Das G35 ist für Teamspeak usw. Top, nur wenn du das fürn Spielesound benutzen willst eher nicht. Schau dich mal bei Sennheiser umc


----------



## Dommerle (2. Januar 2011)

Das hat doch 7.1 Raumklang. Was passt denn daran nicht?
Was bekommt man denn für den Preis von 80€ gutes?
Könnt ihr mal bitte Links posten, das wäre nett...


----------



## hydro (2. Januar 2011)

AKG Acoustics K 530 Kopfhörer weiß: Amazon.de: Elektronik
+ 
König Clip Mikrofon, MIC8: Amazon.de: Elektronik

Und Wenn das Geld etwas flüssiger ist eine Sound Karte, von Asus z.B. die haben DolbyHeadphone.

damit sind wohl auch einige zufrieden:
SteelSeries Siberia v2 - Kopfhörer - Schwarz, 51105: Amazon.de: Elektronik


----------



## DAEF13 (2. Januar 2011)

Ich hab das X540 und würde dir ebenfalls davon abraten...
Man _kann _damit zocken und Musik hören, gut klingen ist aber etwas anderes.
Höhen gehen völlig verloren und es klingt alles sehr matschig.
Dazu ein völlig übertriebener Bass und ein recht lautes Brummen, sobald das Teil Saft hat. 

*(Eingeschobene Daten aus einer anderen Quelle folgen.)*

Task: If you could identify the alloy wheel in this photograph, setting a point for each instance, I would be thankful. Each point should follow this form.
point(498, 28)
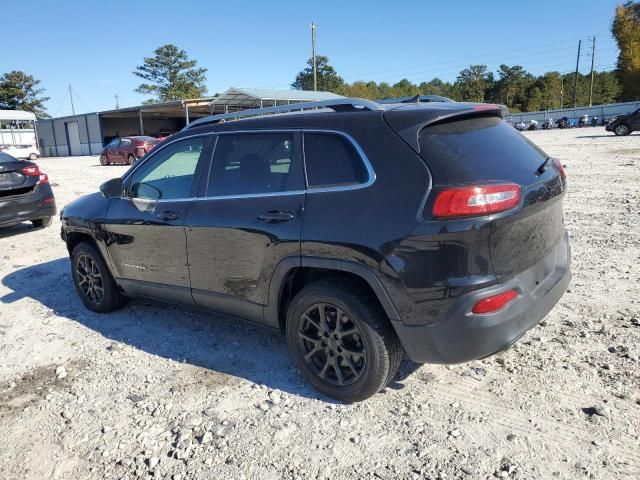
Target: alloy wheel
point(89, 279)
point(332, 343)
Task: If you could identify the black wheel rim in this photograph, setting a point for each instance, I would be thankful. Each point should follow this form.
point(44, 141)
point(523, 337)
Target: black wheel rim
point(332, 344)
point(89, 279)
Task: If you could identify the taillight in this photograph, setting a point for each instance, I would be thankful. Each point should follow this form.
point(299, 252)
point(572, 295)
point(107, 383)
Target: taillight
point(494, 303)
point(476, 200)
point(31, 171)
point(559, 167)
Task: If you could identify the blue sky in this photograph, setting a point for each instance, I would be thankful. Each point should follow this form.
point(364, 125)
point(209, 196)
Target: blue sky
point(96, 45)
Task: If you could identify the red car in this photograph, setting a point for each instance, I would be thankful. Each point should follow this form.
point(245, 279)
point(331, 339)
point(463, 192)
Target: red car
point(127, 150)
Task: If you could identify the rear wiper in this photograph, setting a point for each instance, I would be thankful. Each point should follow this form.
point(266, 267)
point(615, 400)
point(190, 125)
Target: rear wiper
point(543, 168)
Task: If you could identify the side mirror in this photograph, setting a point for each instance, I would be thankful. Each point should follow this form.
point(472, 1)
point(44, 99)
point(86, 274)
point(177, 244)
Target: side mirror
point(112, 188)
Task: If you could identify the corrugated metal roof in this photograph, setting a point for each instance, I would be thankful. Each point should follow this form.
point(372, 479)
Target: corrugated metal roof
point(249, 96)
point(16, 115)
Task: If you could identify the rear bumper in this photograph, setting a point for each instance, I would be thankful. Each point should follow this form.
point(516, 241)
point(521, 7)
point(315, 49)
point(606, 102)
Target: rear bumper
point(27, 207)
point(464, 336)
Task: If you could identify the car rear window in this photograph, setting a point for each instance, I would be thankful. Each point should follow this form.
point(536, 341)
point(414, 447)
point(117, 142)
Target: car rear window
point(332, 160)
point(255, 163)
point(479, 149)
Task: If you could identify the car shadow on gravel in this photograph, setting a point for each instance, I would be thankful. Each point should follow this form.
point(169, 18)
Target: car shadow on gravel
point(215, 342)
point(18, 229)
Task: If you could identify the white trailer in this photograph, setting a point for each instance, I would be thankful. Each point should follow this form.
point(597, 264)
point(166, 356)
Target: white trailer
point(18, 127)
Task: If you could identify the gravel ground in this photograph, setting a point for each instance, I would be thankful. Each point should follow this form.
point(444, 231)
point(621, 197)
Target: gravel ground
point(156, 391)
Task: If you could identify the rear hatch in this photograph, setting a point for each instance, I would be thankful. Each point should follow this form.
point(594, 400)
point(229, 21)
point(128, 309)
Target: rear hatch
point(17, 177)
point(477, 148)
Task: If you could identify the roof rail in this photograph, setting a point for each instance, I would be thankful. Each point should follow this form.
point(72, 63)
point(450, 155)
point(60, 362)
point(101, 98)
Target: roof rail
point(338, 105)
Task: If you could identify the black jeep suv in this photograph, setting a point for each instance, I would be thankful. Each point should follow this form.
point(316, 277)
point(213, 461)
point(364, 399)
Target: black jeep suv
point(623, 125)
point(361, 230)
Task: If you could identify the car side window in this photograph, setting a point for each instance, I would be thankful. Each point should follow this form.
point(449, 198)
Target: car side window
point(169, 173)
point(255, 163)
point(331, 160)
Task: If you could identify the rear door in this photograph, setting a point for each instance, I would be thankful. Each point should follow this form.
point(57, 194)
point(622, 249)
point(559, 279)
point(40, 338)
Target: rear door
point(144, 229)
point(484, 150)
point(247, 220)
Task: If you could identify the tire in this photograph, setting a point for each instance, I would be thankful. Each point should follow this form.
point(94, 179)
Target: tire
point(102, 294)
point(365, 332)
point(622, 130)
point(42, 222)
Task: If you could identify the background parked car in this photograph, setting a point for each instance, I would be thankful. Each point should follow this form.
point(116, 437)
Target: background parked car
point(25, 193)
point(127, 150)
point(21, 151)
point(624, 124)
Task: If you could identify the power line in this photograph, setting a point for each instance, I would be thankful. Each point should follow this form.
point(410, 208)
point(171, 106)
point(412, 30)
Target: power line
point(593, 57)
point(476, 57)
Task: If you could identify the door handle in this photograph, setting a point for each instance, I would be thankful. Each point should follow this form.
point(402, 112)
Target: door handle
point(275, 216)
point(169, 215)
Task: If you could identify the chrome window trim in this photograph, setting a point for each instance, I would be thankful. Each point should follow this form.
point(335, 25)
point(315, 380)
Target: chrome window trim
point(338, 188)
point(363, 157)
point(154, 152)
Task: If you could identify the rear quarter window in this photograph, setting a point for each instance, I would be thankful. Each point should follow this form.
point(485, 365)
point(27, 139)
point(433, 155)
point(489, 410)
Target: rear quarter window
point(478, 149)
point(332, 160)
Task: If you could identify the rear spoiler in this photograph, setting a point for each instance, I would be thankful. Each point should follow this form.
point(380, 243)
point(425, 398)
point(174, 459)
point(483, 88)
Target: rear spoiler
point(409, 122)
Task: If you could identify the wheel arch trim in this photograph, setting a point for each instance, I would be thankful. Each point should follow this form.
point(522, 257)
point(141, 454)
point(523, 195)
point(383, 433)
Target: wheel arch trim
point(271, 312)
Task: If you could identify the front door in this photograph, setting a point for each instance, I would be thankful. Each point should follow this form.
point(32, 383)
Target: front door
point(144, 229)
point(247, 221)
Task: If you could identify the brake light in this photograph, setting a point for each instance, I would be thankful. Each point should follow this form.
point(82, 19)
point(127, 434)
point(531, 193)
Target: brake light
point(476, 200)
point(31, 171)
point(494, 303)
point(559, 167)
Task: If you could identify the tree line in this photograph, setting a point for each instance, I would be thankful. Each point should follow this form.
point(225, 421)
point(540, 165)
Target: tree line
point(512, 86)
point(171, 75)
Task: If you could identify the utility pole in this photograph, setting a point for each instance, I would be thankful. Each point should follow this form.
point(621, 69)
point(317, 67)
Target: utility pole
point(593, 56)
point(73, 110)
point(313, 55)
point(575, 84)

Spar nicht an der falschen Stelle und verwöhne deine Ohren; ein Soundsystem behält man ja auch länger als z.B. eine Grafikkarte.


----------



## Dommerle (2. Januar 2011)

hydro schrieb:


> AKG Acoustics K 530 Kopfhörer weiß: Amazon.de: Elektronik
> +
> König Clip Mikrofon, MIC8: Amazon.de: Elektronik
> 
> ...



Das ist besser als das G35?


----------



## hydro (2. Januar 2011)

Die erste Variante mit dem AKG + Mikro und Soka ja.
Bei der zweiten Version kp, habe es nur als Alternative genannt.


----------



## Dommerle (2. Januar 2011)

Wenn du das sagst, dann glaube ich dir das mal, aber ohne Beratung hätte ich zum G35 gegriffen. Das sieht irgendwie viel Hochwertiger aus...


----------



## PEG96 (2. Januar 2011)

das set, was hydro genannt hat ist schon wesentlich besser als das g35, man könnte je nach persönlichem empfinden den akg 530 gegen sennheiser hd 555 tauschen am besten du gehst mal in mm oder in nen hifi-shop und hörst probe


----------



## nfsgame (2. Januar 2011)

Nonplusultra ist das G35 mit Sicherheit nicht. Solide Kost ist zum Beispiel das Beyerdynamic MMX300, geht aber auch noch besser .


----------



## hydro (2. Januar 2011)

> Solide Kost ist zum Beispiel das Beyerdynamic MMX300



Und selbst da würde ich wohl eher den 770 Premiun, oder HiFi kaufen und ein extra Mikro, weil 80Euro kann das Mikro vom MMX300 garnicht Wert sein.


----------



## nfsgame (2. Januar 2011)

Daher schrieb ich "solide" und nicht "unfehlbar" .


----------